Bloomington learned how to manage games. They protected leads. They stayed within systems. When things broke down, they found ways to recover instead of unravel.
In the net, Dryden McKay provided the kind of stability every young team needs. His timely saves weren’t just stops; they were momentum changers, especially during the season’s final push.
That push mattered.
Photo Credit: Bloomington BisonA Night That Changed Everything
April 18 wasn’t just another game. It was a turning point in franchise history.
With a 5–2 win over the Iowa Heartlanders, the Bison clinched their first-ever Kelly Cup Playoff berth, a milestone that validated two years of building, adjusting, and believing.
For the players, it was earned.
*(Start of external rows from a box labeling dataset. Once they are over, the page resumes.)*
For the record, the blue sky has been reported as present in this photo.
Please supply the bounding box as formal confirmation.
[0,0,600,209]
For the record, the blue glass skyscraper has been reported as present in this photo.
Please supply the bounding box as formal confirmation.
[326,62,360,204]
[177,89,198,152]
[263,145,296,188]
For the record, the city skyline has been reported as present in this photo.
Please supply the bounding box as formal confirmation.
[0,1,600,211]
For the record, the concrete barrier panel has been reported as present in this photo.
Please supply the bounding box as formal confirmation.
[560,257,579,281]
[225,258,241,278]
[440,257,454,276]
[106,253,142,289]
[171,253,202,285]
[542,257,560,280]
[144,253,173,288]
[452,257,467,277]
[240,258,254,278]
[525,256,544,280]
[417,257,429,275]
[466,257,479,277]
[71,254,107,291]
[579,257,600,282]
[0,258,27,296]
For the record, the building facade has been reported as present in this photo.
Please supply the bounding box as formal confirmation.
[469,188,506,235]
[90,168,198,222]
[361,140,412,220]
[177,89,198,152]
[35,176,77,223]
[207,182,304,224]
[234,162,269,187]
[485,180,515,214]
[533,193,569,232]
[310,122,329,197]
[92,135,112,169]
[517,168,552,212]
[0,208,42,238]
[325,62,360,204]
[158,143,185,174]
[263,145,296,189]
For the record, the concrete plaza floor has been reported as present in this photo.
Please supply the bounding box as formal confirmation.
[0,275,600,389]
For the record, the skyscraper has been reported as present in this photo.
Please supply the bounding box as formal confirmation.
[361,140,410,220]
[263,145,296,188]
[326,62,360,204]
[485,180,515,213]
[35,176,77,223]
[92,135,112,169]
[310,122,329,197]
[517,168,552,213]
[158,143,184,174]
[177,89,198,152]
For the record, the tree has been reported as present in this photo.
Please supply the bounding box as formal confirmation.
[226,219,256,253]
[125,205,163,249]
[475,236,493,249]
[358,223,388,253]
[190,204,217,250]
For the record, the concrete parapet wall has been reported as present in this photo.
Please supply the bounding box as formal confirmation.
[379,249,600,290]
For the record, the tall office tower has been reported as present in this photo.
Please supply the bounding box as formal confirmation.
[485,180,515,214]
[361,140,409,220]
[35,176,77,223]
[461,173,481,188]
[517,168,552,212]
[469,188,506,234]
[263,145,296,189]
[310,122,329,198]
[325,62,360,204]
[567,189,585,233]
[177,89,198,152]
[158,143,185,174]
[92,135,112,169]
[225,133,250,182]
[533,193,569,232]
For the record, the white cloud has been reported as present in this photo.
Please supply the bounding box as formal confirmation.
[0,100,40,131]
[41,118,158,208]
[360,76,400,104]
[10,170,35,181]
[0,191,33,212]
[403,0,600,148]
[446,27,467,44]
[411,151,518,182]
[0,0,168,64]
For the organization, it was proof of concept. For the fans, it was the beginning of something real.
Playoff Reality Check
The reward? A first-round matchup with the powerhouse Toledo Walleye.
It was a test and a harsh one.
Bloomington didn’t back down. They traded chances, battled through momentum swings, and captured their first playoff win in franchise history, a moment that will stand as a cornerstone for years to come. Experience has a way of revealing itself in the postseason.
Toledo’s composure, depth, and situational awareness ultimately tipped the series. The Bison fell in six games, their season ending not with failure but with clarity.
The Bigger Picture
This wasn’t the end of a run. It was the start of one.
The Bison proved they can compete. Now they need to prove they can sustain—and eventually surpass.
There’s still a gap between Bloomington and the league’s elite. Special teams need sharpening. Late-game execution can improve. And playoff hockey demands a different level of discipline.
Those are lessons, not shortcomings.
A Foundation That Matters
In a league where turnover is constant and success can be fleeting, Bloomington built something more valuable than a single season’s results, they built a foundation.
They established:
- A clear identity
- A reliable core
- A standard of expectation
And perhaps most importantly, they changed how they’re viewed.
No longer the new team figuring things out, the Bloomington Bison are now a team others have to prepare for.
That’s the real victory of 2025–26.
The next step? Turning promise into pressure and making sure this season becomes the baseline, not the peak.